Chinese capital rolls out grading system as part of campaign to vaccinate 560m people by June

 

A man walks past a blue sign indicating workers’ Covid vaccination rates on the door of a printing business in Beijing.A man walks past a blue sign indicating workers’ Covid vaccination rates on the door of a printing business in Beijing. Photograph: Leo Ramirez/AFP/Getty Images

 

 

Beijing authorities are colour-coding buildings to show the public the rates of vaccination among businesses’ employees, as part of a campaign to vaccinate more than 560 million people by June.

In recent weeks, green signs have appeared in the shopping centre in the Chinese capital’s financial district. The circular design showed a health worker in full PPE, holding a giant syringe and a medieval knight-style shield, and text declaring the vaccination rate of workers in the area was more than 80%. Other buildings with rates of 40-80% were marked with a blue sign, while a rate below 40% was signposted red.

The colour-coded signs roughly align with the digital health codes for individuals, which became a ubiquitous element of China’s Covid management last year, and allowed people to travel outside quarantined buildings and zones if they had a green code on their phone app.

 

A fruit shop with a green sign on it in Beijing, meaning all people inside who should be vaccinated have been vaccinated.
A fruit shop in Beijing with a green sign on it, meaning
all people inside who should be vaccinated have been vaccinated.
Photograph: Leo Ramirez/AFP/Getty Images

At a Macanese restaurant, the 23-year-old manager, who gave the surname Xu, said he and all 14 staff were vaccinated, granting the business a green sign. “The colour-coding started about half a month ago, and having the green code does help our sales,” he said. “Customers feel safer to dine here, and we’re now really busy in the afternoon.”

Xu is among more than 145 million Chinese people to have been vaccinated so far.
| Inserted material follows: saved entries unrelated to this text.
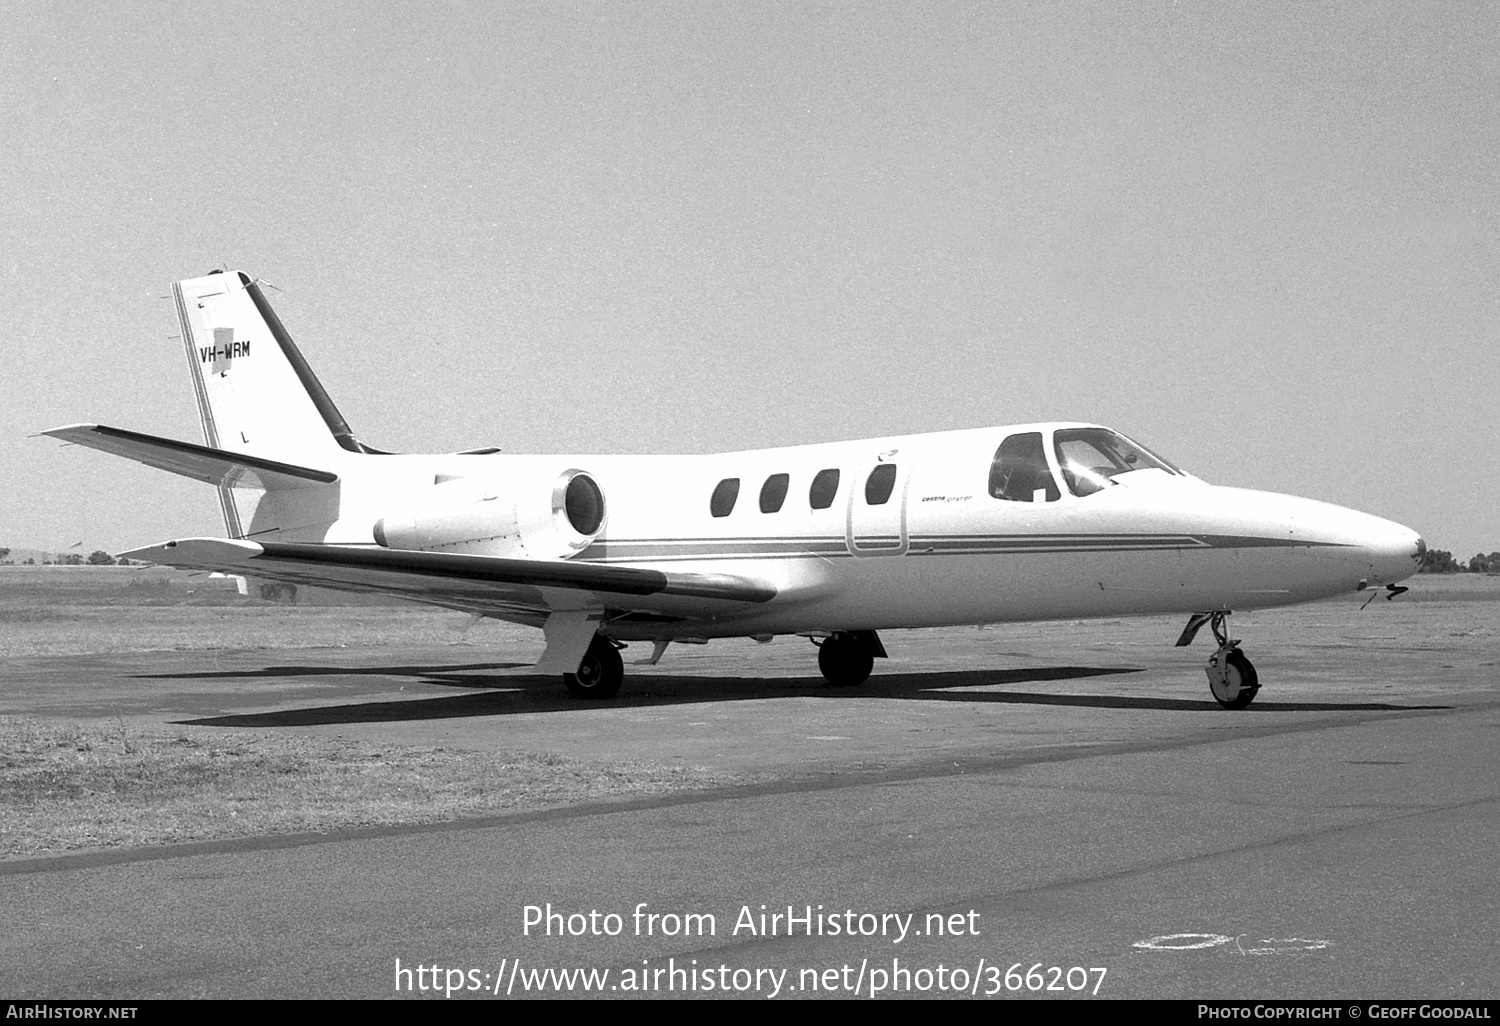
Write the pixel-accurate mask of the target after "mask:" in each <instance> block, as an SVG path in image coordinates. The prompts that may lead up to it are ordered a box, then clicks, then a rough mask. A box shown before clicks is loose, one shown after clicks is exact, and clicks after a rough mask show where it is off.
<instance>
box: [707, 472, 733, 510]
mask: <svg viewBox="0 0 1500 1026" xmlns="http://www.w3.org/2000/svg"><path fill="white" fill-rule="evenodd" d="M736 498H739V478H738V477H726V478H724V480H721V481H718V486H717V487H714V495H712V498H709V499H708V511H709V513H712V514H714V516H729V513H730V511H733V508H735V499H736Z"/></svg>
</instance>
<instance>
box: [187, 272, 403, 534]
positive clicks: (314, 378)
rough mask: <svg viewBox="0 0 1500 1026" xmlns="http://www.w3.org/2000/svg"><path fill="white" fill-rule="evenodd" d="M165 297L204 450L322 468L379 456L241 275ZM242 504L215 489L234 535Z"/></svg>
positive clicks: (219, 279) (242, 526)
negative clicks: (186, 352) (355, 460)
mask: <svg viewBox="0 0 1500 1026" xmlns="http://www.w3.org/2000/svg"><path fill="white" fill-rule="evenodd" d="M172 299H175V302H177V317H178V320H180V321H181V327H183V345H184V347H186V350H187V365H189V368H190V369H192V381H193V390H195V392H196V395H198V416H199V417H201V419H202V437H204V441H205V443H207V444H208V446H210V447H211V449H220V450H226V452H229V453H239V455H245V456H252V458H258V459H264V460H276V462H282V463H294V465H302V466H323V468H329V469H336V468H338V466H336V462H338V460H339V459H344V458H347V455H348V453H371V455H383V453H380V450H377V449H371V447H368V446H365V444H363V443H360V441H359V440H357V438H356V437H354V432H351V431H350V425H348V422H345V420H344V416H342V414H341V413H339V408H338V407H335V405H333V399H330V398H329V393H327V392H326V390H324V389H323V384H321V383H320V381H318V378H317V375H314V374H312V368H309V366H308V362H306V360H305V359H303V356H302V353H299V351H297V347H296V345H294V344H293V341H291V336H290V335H287V329H285V327H282V323H281V318H278V317H276V314H275V312H273V311H272V308H270V303H267V302H266V296H264V294H263V293H261V287H260V285H257V284H255V281H252V279H251V276H249V275H245V273H242V272H228V273H225V272H213V273H211V275H205V276H202V278H193V279H189V281H183V282H174V284H172ZM249 499H251V496H246V495H243V492H239V493H237V492H236V489H231V487H223V486H220V487H219V501H220V504H222V505H223V522H225V526H226V528H228V531H229V537H243V534H245V531H243V525H245V523H249V520H251V516H252V511H254V510H252V508H249V505H251V504H249ZM242 505H246V507H248V508H240V507H242Z"/></svg>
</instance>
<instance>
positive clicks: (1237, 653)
mask: <svg viewBox="0 0 1500 1026" xmlns="http://www.w3.org/2000/svg"><path fill="white" fill-rule="evenodd" d="M1227 615H1229V613H1221V612H1217V613H1212V616H1211V618H1209V624H1211V625H1212V627H1214V639H1215V640H1218V643H1220V646H1218V651H1215V652H1214V654H1212V655H1209V664H1208V666H1206V667H1205V670H1203V672H1205V673H1208V675H1209V691H1212V693H1214V700H1215V702H1218V703H1220V705H1223V706H1224V708H1226V709H1242V708H1245V706H1247V705H1250V703H1251V702H1254V700H1256V691H1259V690H1260V678H1259V676H1257V675H1256V666H1254V664H1253V663H1251V661H1250V658H1248V657H1247V655H1245V652H1242V651H1239V639H1230V636H1229V631H1227V630H1226V628H1224V619H1226V616H1227Z"/></svg>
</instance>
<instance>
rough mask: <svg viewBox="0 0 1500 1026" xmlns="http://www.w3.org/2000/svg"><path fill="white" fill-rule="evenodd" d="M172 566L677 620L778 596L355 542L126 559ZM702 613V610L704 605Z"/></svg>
mask: <svg viewBox="0 0 1500 1026" xmlns="http://www.w3.org/2000/svg"><path fill="white" fill-rule="evenodd" d="M121 555H124V556H126V558H130V559H145V561H148V562H160V564H166V565H171V567H187V568H193V570H222V571H225V573H249V574H254V576H258V577H270V579H275V580H287V582H291V583H308V585H317V586H323V588H342V589H347V591H381V592H387V594H393V595H399V597H404V598H410V600H413V601H426V603H432V604H438V606H452V607H458V609H480V610H489V612H496V610H501V609H508V610H516V609H529V610H543V612H544V610H546V609H549V607H550V606H552V604H553V603H552V601H550V600H547V597H546V594H544V591H546V589H553V588H558V589H567V591H591V592H597V594H600V595H603V597H607V600H609V604H610V606H619V607H628V609H642V610H652V609H660V610H661V612H663V613H669V612H670V609H667V606H678V604H681V601H682V600H691V601H697V600H703V598H711V600H720V601H730V603H762V601H769V600H771V598H774V597H775V594H777V589H775V588H774V586H772V585H769V583H765V582H762V580H754V579H750V577H736V576H732V574H709V573H663V571H661V570H649V568H645V567H622V565H618V564H600V562H573V561H562V559H507V558H499V556H483V555H462V553H453V552H419V550H407V549H383V547H377V546H354V544H294V543H275V541H266V543H255V541H237V540H228V538H184V540H181V541H166V543H165V544H153V546H147V547H144V549H133V550H130V552H124V553H121ZM699 610H700V609H699Z"/></svg>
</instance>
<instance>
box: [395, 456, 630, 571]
mask: <svg viewBox="0 0 1500 1026" xmlns="http://www.w3.org/2000/svg"><path fill="white" fill-rule="evenodd" d="M604 519H606V507H604V492H603V489H600V487H598V481H595V480H594V478H592V475H589V474H588V472H586V471H582V469H576V468H570V469H565V471H562V472H561V474H523V475H516V477H507V480H505V481H480V480H474V478H466V477H460V478H455V480H449V481H443V483H441V484H434V487H432V493H431V495H429V496H428V498H426V499H425V501H422V502H417V504H414V505H413V507H410V508H405V510H398V511H393V513H390V514H387V516H383V517H380V519H378V520H375V525H374V529H372V534H374V535H375V543H377V544H380V546H383V547H387V549H419V550H426V552H466V553H474V555H492V556H511V558H528V559H559V558H562V559H565V558H567V556H570V555H574V553H577V552H580V550H583V549H586V547H588V544H589V543H591V541H592V540H594V538H597V537H598V535H600V532H603V529H604Z"/></svg>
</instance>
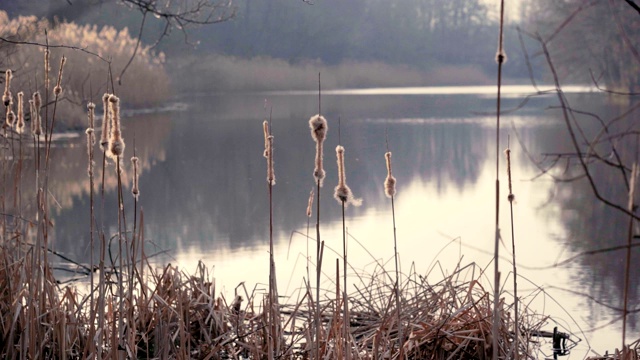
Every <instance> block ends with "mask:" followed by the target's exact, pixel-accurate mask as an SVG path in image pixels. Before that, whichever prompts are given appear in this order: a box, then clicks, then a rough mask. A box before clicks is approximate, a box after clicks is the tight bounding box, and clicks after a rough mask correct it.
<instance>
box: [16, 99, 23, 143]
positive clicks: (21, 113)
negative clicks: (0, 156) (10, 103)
mask: <svg viewBox="0 0 640 360" xmlns="http://www.w3.org/2000/svg"><path fill="white" fill-rule="evenodd" d="M16 132H18V134H22V133H24V93H23V92H22V91H20V92H19V93H18V123H17V124H16Z"/></svg>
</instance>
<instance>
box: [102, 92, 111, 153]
mask: <svg viewBox="0 0 640 360" xmlns="http://www.w3.org/2000/svg"><path fill="white" fill-rule="evenodd" d="M109 96H111V94H108V93H105V94H104V95H102V109H103V115H102V133H101V134H100V149H101V150H102V151H103V152H107V150H108V146H107V145H108V144H109V125H110V124H111V119H110V112H109Z"/></svg>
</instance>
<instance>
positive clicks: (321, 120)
mask: <svg viewBox="0 0 640 360" xmlns="http://www.w3.org/2000/svg"><path fill="white" fill-rule="evenodd" d="M309 128H311V137H312V138H313V141H315V142H316V159H315V168H314V170H313V177H314V178H315V179H316V181H317V182H318V183H319V184H320V186H322V182H323V180H324V176H325V172H324V169H323V166H322V162H323V161H322V160H323V154H322V150H323V143H324V140H325V138H326V137H327V131H328V130H329V127H328V126H327V120H326V119H325V118H324V117H322V116H320V115H314V116H312V117H311V119H309Z"/></svg>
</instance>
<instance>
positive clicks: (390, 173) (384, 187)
mask: <svg viewBox="0 0 640 360" xmlns="http://www.w3.org/2000/svg"><path fill="white" fill-rule="evenodd" d="M384 158H385V160H386V162H387V178H386V179H385V180H384V194H385V195H387V197H388V198H393V196H394V195H395V194H396V178H395V177H393V175H392V174H391V152H390V151H387V152H386V153H385V154H384Z"/></svg>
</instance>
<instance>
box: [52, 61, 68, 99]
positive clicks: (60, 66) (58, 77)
mask: <svg viewBox="0 0 640 360" xmlns="http://www.w3.org/2000/svg"><path fill="white" fill-rule="evenodd" d="M66 61H67V58H66V57H64V55H62V59H60V69H59V70H58V81H57V82H56V86H55V87H54V88H53V94H54V95H55V96H56V97H58V96H60V94H61V93H62V70H63V69H64V64H65V62H66Z"/></svg>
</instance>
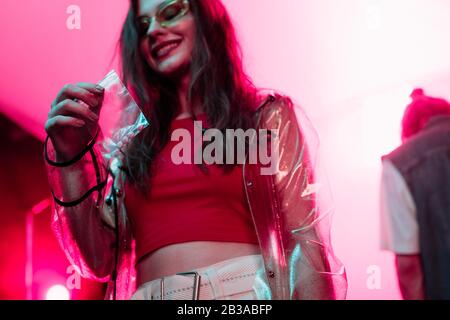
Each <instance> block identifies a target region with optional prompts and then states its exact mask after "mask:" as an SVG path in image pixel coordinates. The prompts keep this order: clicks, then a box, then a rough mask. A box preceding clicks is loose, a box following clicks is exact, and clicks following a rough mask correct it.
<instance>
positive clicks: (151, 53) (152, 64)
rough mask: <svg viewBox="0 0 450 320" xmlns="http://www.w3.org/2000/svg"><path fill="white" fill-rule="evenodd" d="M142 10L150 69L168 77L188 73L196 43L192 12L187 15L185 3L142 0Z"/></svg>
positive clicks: (193, 18)
mask: <svg viewBox="0 0 450 320" xmlns="http://www.w3.org/2000/svg"><path fill="white" fill-rule="evenodd" d="M173 2H176V3H175V5H174V6H170V5H169V6H167V7H166V5H167V4H171V3H173ZM138 7H139V10H138V13H137V17H138V26H137V28H138V31H139V32H140V36H141V40H140V47H141V51H142V54H143V55H144V57H145V59H146V61H147V63H148V64H149V66H150V68H152V69H153V70H154V71H156V72H157V73H159V74H161V75H164V76H171V75H174V74H177V73H179V72H183V71H184V70H187V69H188V67H189V65H190V62H191V57H192V51H193V48H194V43H195V21H194V17H193V15H192V13H191V11H190V10H188V11H187V12H186V13H184V12H185V11H183V10H181V9H180V8H183V4H182V1H173V0H139V6H138ZM164 7H165V9H164ZM180 10H181V11H180ZM177 13H178V14H179V15H178V16H176V14H177ZM180 13H181V14H180ZM155 17H156V18H155Z"/></svg>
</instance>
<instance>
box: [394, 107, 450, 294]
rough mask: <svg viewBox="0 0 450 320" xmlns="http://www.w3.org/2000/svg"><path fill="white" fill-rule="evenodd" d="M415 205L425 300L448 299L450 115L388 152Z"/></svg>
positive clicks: (449, 273)
mask: <svg viewBox="0 0 450 320" xmlns="http://www.w3.org/2000/svg"><path fill="white" fill-rule="evenodd" d="M385 159H387V160H390V161H391V162H392V163H393V164H394V166H395V167H396V168H397V169H398V170H399V172H400V173H401V174H402V176H403V178H404V179H405V181H406V183H407V185H408V187H409V190H410V192H411V195H412V197H413V199H414V202H415V205H416V208H417V220H418V223H419V237H420V250H421V257H422V265H423V271H424V278H425V290H426V297H427V299H450V117H449V116H439V117H435V118H433V119H431V121H430V122H429V123H428V124H427V125H426V127H425V128H424V130H422V131H421V132H420V133H419V134H417V136H415V137H413V138H412V139H410V140H409V141H407V142H406V143H404V144H403V145H402V146H400V147H399V148H398V149H397V150H395V151H394V152H392V153H391V154H389V155H387V156H386V157H385Z"/></svg>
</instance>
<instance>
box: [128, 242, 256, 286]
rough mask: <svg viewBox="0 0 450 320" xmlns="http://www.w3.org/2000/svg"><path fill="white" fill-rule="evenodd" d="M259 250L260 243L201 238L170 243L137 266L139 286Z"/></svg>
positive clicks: (227, 259)
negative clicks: (168, 276)
mask: <svg viewBox="0 0 450 320" xmlns="http://www.w3.org/2000/svg"><path fill="white" fill-rule="evenodd" d="M260 253H261V251H260V248H259V245H255V244H248V243H234V242H210V241H199V242H187V243H180V244H175V245H170V246H167V247H164V248H161V249H159V250H157V251H155V252H154V253H152V254H150V255H148V256H146V257H144V258H143V259H142V260H141V261H140V262H139V263H138V264H137V265H136V271H137V279H136V280H137V285H138V286H140V285H142V284H144V283H146V282H149V281H152V280H155V279H159V278H162V277H167V276H171V275H175V274H177V273H181V272H188V271H192V270H195V269H199V268H203V267H206V266H209V265H212V264H215V263H218V262H221V261H224V260H228V259H233V258H237V257H241V256H248V255H254V254H260Z"/></svg>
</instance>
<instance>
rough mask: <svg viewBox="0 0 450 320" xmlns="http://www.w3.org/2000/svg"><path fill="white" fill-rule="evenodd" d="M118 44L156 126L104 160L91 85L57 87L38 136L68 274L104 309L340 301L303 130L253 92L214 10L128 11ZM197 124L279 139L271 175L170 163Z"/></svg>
mask: <svg viewBox="0 0 450 320" xmlns="http://www.w3.org/2000/svg"><path fill="white" fill-rule="evenodd" d="M106 9H107V8H105V10H106ZM120 45H121V57H122V67H123V68H122V69H123V70H122V74H123V78H124V82H125V85H127V87H128V89H129V90H130V91H132V92H133V93H134V95H135V97H136V101H137V103H138V105H139V106H140V107H141V110H142V112H143V114H144V115H145V118H146V119H148V122H149V123H150V125H149V126H148V127H147V128H145V129H142V130H136V132H134V131H132V132H134V134H135V136H134V137H132V138H133V139H130V140H131V141H128V142H129V143H127V142H126V141H120V142H119V143H117V146H119V145H121V146H119V149H120V150H117V151H120V152H117V153H116V154H115V156H114V157H112V156H111V155H109V154H108V153H106V154H105V153H104V152H102V148H101V146H102V139H101V135H100V134H96V132H98V130H97V123H98V120H99V117H100V116H101V115H100V112H99V110H100V107H101V106H102V103H103V101H104V99H103V98H104V96H105V92H104V90H103V89H104V88H101V87H100V88H98V87H96V86H95V85H94V84H92V83H79V84H75V85H73V84H72V85H67V86H65V87H64V88H63V89H62V90H61V91H60V93H59V94H58V95H57V97H56V99H55V100H54V102H53V104H52V110H51V112H50V113H49V118H48V121H47V124H46V130H47V133H48V139H47V142H48V143H47V148H46V151H48V152H46V159H47V164H48V175H49V181H50V185H51V186H52V190H53V195H54V200H55V205H54V211H53V213H54V214H53V219H52V223H53V230H54V232H55V234H56V236H57V238H58V240H59V242H60V243H61V246H62V247H63V249H64V251H65V252H66V255H67V256H68V258H69V260H70V261H71V263H72V264H73V265H75V266H77V268H78V269H79V270H80V272H81V273H82V275H83V276H85V277H89V278H91V279H96V280H98V281H103V282H108V284H109V285H108V290H107V294H106V296H107V298H110V299H130V298H132V299H149V300H151V299H156V300H162V299H164V300H165V299H169V300H171V299H194V300H195V299H200V300H210V299H233V300H239V299H250V300H253V299H256V300H260V299H283V300H284V299H338V298H344V297H345V293H346V289H347V282H346V278H345V270H344V267H343V266H342V264H341V263H340V261H339V260H338V259H337V258H336V257H335V255H334V253H333V250H332V247H331V242H330V239H329V224H327V220H328V219H326V218H327V217H328V216H330V213H331V211H332V210H322V207H320V208H319V196H318V192H317V191H318V188H317V186H319V185H320V186H323V185H322V184H319V183H318V181H317V179H316V177H317V175H316V172H317V170H316V166H315V163H316V161H315V160H316V157H315V146H316V145H317V143H316V142H315V141H314V139H313V140H312V141H311V140H310V139H309V138H308V134H307V133H308V132H310V129H309V124H308V121H307V118H306V117H303V116H300V115H301V114H302V112H301V111H300V110H299V108H297V107H296V106H295V105H294V103H293V102H292V100H291V99H290V98H289V97H287V96H284V95H281V94H277V93H275V92H273V93H268V92H267V91H266V92H264V91H263V90H259V89H258V90H257V89H256V88H255V87H254V85H253V84H252V82H251V81H250V79H249V78H248V77H247V75H246V74H245V73H244V71H243V66H242V59H241V55H240V51H239V46H238V42H237V39H236V36H235V31H234V26H233V24H232V22H231V19H230V18H229V16H228V13H227V11H226V8H225V6H224V5H223V4H222V2H221V1H219V0H165V1H164V0H132V1H130V8H129V12H128V15H127V18H126V21H125V23H124V26H123V31H122V36H121V41H120ZM268 45H270V44H268ZM274 63H277V61H274ZM103 107H104V108H103V109H104V110H103V115H104V112H108V110H107V109H108V106H107V105H106V103H105V106H103ZM195 120H199V121H195ZM198 122H202V124H203V126H202V127H203V128H211V129H216V130H219V131H220V132H225V131H226V130H227V129H233V130H234V129H236V130H238V129H240V130H242V131H246V130H251V129H254V130H264V129H270V130H272V129H273V130H275V131H276V132H279V138H278V139H276V136H274V139H273V141H276V142H277V147H279V148H278V150H279V151H280V152H279V155H280V159H279V162H278V165H277V166H276V171H275V172H273V174H270V175H263V174H261V170H259V169H260V168H259V167H260V164H252V165H248V164H247V163H244V164H242V163H231V164H230V165H228V163H227V165H226V166H224V165H220V164H218V163H217V164H216V163H214V164H210V163H202V164H201V166H200V165H197V164H193V163H182V164H181V165H180V164H179V163H176V162H175V161H173V160H174V159H173V157H172V156H171V154H172V151H173V150H174V149H175V147H176V146H175V145H174V141H173V133H174V132H175V131H178V132H180V131H183V132H188V133H191V134H192V135H194V136H195V133H196V132H197V130H199V128H197V125H198ZM130 127H133V125H132V124H131V125H130ZM117 132H120V128H118V131H117ZM171 137H172V139H171ZM122 142H123V143H122ZM223 149H226V148H223ZM272 150H277V148H273V149H272ZM195 151H197V150H195ZM223 151H229V152H230V153H231V152H233V151H234V149H231V148H230V150H228V149H226V150H223ZM224 153H225V152H224ZM324 189H325V188H324V187H322V188H321V189H320V190H321V194H323V192H322V191H323V190H324Z"/></svg>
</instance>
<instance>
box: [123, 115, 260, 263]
mask: <svg viewBox="0 0 450 320" xmlns="http://www.w3.org/2000/svg"><path fill="white" fill-rule="evenodd" d="M197 118H198V120H201V121H203V127H204V128H207V125H206V124H207V122H206V115H200V116H197ZM180 128H181V129H186V130H188V131H189V132H190V134H191V136H192V137H194V122H193V119H192V118H188V119H180V120H174V121H173V122H172V125H171V133H172V132H173V130H175V129H180ZM196 130H199V129H196ZM177 144H179V142H178V141H176V142H172V141H171V142H169V143H168V144H167V146H166V147H165V148H164V149H163V150H162V152H161V153H160V154H159V155H158V156H157V157H156V159H155V161H154V163H153V165H152V169H151V170H154V171H153V173H154V175H153V177H152V182H151V183H152V187H151V190H150V195H149V197H148V199H145V197H143V196H142V195H141V194H140V192H138V191H137V190H136V189H135V188H134V187H132V186H130V185H129V184H127V186H126V192H125V195H126V198H125V205H126V208H127V212H128V215H129V218H130V221H131V225H132V228H133V232H134V236H135V239H136V258H137V261H139V260H141V259H142V258H143V257H144V256H146V255H147V254H150V253H152V252H154V251H156V250H158V249H160V248H162V247H165V246H167V245H171V244H177V243H185V242H191V241H221V242H238V243H253V244H257V243H258V240H257V237H256V231H255V228H254V225H253V221H252V217H251V214H250V211H249V208H248V205H247V202H246V196H245V189H244V184H243V177H242V166H236V167H235V168H234V169H233V170H232V171H230V172H227V173H225V172H224V171H223V169H222V168H221V167H220V166H216V165H205V166H206V168H207V170H208V171H207V173H204V172H202V170H201V168H199V166H198V165H196V164H182V165H176V164H174V163H173V162H172V161H171V153H172V148H173V147H174V146H176V145H177ZM191 146H192V150H193V146H194V143H193V142H192V143H191ZM193 154H194V152H192V158H193Z"/></svg>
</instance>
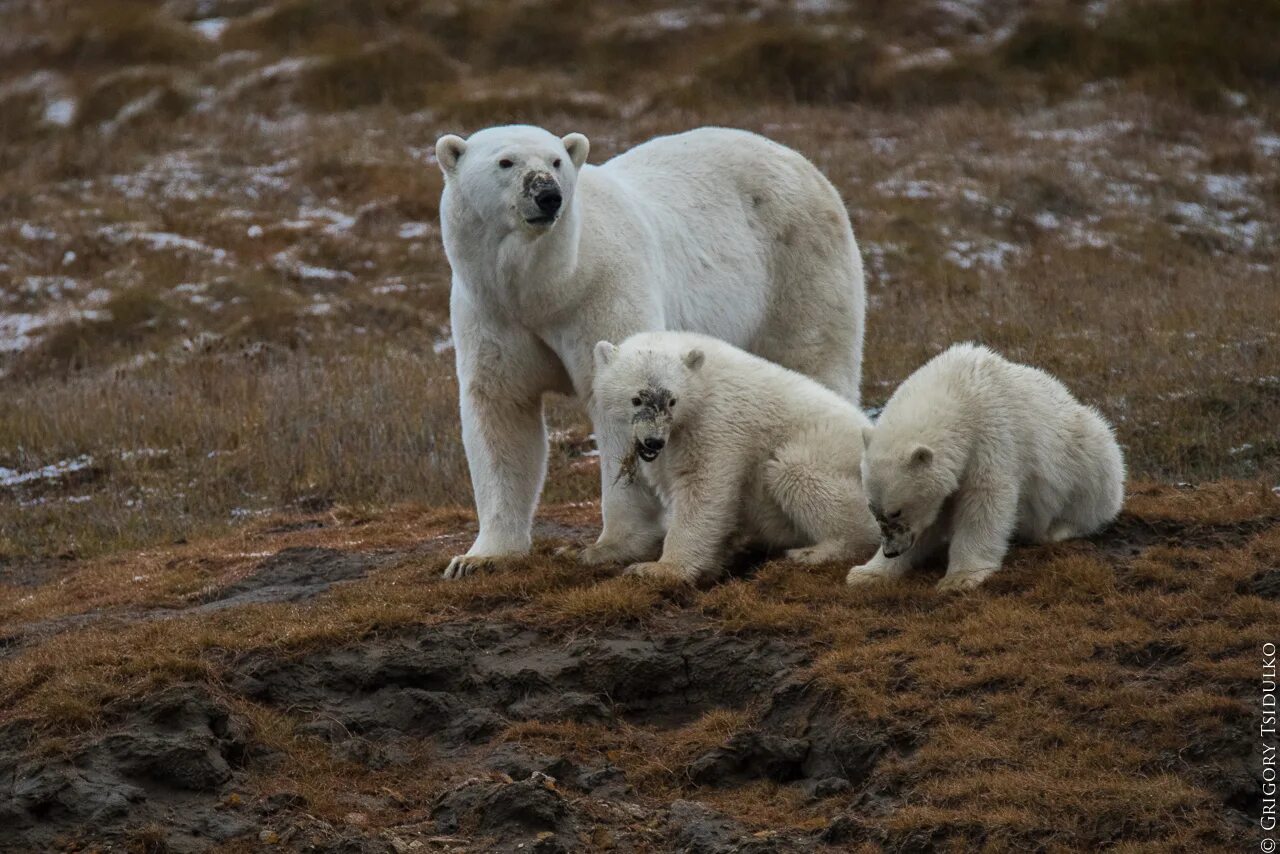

He said he had received both doses, and had initially been worried about negative effects. “But I searched online and saw that many more people had already been vaccinated, so I felt safe.”

At a nearby building a young security guard, surnamed Wang, said he had taken the vaccine a few days ago. “It’s good to get rid of the worry and be able to work,” he said.

 

China, which has developed and manufactured a number of its own vaccines, is aiming to vaccinate 40% of its 1.4 billion people by the middle of this year. It is administering doses at a rate of 4.5 million people a day, but needs to reach an extra 500,000 each day to achieve its goal, Caixin media group reported.